Anna Hannon, Tom’s wife, also got applause after she returned to the issue of Embassy Square and the operational costs of both the library and the publicly financed police station. “I know it has cost y’all a lot more to operate the Aycock recreational facility than you thought it would. What makes you think it won’t cost a lot more for these other facilities?”
Timmy Baines and WIZS representative John Charles Rose shifted the discussion toward the future, including how to find the $388,325 Williams said is necessary to raise the fund balance to 8 percent. That sum is equal to about 6.5 cents on the property tax rate. (It was not clear how the fund balance at $464,163 could be less than 4 percent but the addition of a smaller amount would push the total to 8 percent.)

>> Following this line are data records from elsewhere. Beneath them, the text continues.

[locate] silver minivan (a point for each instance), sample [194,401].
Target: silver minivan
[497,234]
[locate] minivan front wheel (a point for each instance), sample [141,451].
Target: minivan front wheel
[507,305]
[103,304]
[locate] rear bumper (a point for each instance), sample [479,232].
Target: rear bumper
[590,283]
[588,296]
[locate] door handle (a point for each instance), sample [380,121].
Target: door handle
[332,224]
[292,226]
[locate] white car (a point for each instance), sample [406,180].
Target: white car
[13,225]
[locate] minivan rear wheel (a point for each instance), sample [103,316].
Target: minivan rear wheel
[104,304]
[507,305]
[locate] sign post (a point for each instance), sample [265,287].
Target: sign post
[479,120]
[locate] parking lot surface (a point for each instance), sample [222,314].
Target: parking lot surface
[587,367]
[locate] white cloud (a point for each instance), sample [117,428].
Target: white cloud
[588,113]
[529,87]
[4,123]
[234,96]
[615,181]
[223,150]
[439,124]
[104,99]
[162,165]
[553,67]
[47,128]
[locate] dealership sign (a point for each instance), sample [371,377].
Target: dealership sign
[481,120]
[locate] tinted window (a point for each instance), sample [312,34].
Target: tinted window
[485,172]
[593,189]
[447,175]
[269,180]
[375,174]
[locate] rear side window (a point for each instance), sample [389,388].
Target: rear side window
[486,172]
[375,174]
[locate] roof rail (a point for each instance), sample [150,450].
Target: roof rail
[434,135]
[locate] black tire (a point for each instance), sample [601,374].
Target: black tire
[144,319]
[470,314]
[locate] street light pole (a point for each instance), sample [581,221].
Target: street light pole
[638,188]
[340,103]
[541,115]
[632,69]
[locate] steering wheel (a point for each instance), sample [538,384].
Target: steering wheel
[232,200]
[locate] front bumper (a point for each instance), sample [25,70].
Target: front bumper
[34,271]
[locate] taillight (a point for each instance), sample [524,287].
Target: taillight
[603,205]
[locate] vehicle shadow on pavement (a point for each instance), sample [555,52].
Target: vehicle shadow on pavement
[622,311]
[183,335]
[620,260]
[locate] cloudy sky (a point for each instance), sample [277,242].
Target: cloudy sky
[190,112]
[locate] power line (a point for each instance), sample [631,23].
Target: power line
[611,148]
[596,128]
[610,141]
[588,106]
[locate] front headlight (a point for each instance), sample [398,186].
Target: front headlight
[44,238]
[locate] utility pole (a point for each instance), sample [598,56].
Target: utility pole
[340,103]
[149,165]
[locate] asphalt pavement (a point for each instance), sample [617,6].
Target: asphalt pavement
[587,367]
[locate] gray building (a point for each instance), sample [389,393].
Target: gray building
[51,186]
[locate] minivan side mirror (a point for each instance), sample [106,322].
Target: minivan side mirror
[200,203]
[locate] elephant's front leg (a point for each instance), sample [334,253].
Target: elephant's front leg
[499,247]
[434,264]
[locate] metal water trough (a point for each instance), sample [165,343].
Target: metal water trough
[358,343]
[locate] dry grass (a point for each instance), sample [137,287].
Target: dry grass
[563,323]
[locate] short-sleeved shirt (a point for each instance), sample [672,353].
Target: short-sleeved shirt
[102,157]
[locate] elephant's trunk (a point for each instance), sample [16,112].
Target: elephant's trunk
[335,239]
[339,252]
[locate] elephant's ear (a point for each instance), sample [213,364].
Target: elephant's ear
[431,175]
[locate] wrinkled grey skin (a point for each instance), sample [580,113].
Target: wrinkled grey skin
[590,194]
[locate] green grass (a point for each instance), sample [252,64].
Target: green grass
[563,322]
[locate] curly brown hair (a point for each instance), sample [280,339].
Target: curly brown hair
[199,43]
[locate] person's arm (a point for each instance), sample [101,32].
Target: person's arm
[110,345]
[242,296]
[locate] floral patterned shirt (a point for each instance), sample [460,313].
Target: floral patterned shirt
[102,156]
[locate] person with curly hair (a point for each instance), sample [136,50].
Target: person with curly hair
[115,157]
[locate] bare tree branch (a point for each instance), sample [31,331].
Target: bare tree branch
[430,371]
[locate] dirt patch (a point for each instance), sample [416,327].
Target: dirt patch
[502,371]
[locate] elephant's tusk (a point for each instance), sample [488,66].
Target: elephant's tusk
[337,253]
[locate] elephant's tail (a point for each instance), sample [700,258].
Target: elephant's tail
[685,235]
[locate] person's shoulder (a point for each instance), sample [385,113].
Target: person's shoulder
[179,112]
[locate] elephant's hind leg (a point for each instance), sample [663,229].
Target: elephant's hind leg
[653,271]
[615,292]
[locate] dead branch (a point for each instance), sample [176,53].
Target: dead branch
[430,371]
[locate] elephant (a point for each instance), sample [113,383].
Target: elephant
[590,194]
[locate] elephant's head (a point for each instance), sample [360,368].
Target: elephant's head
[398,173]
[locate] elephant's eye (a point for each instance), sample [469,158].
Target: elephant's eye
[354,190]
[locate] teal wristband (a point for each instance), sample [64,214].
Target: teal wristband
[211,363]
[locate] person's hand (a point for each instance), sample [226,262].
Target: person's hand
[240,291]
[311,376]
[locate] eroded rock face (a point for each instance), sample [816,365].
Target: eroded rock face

The creation of a plan to restore the fund balance will be part of the budget process, FAIR Committee Chairman Bernard Alston said. “We don’t have that plan yet.”
But he said his committee will start in March to work on the budget for the year beginning July 1, instead of waiting for Williams’ annual proposal in May. That extra time should allow more scrutiny of the details and allow the council to consider the big picture.
The public will be a part of that process, Alston said.
Burton made a pitch for his budget priority: “We need to come up with some solution to come up with money for these run-down communities.”
Burning Bush Christian Church’s Dale closed the discussion about 7:20, leaving the council time for a break before its 7:30 regular meeting. He criticized the lack of organization on the part of city officials: “In my opinion, y’all should have had your stuff together. … Y’all need to work together for the benefit of the whole city.”
The next step in getting the city’s stuff together might be much like Monday’s first step. Seifert suggested during the audit forum that the council consider holding another session before a council meeting in March. At the end of the night, he raised the possibility of creating a citizen committee, modeled on the Clean Up Henderson Committee, to tackle the budget.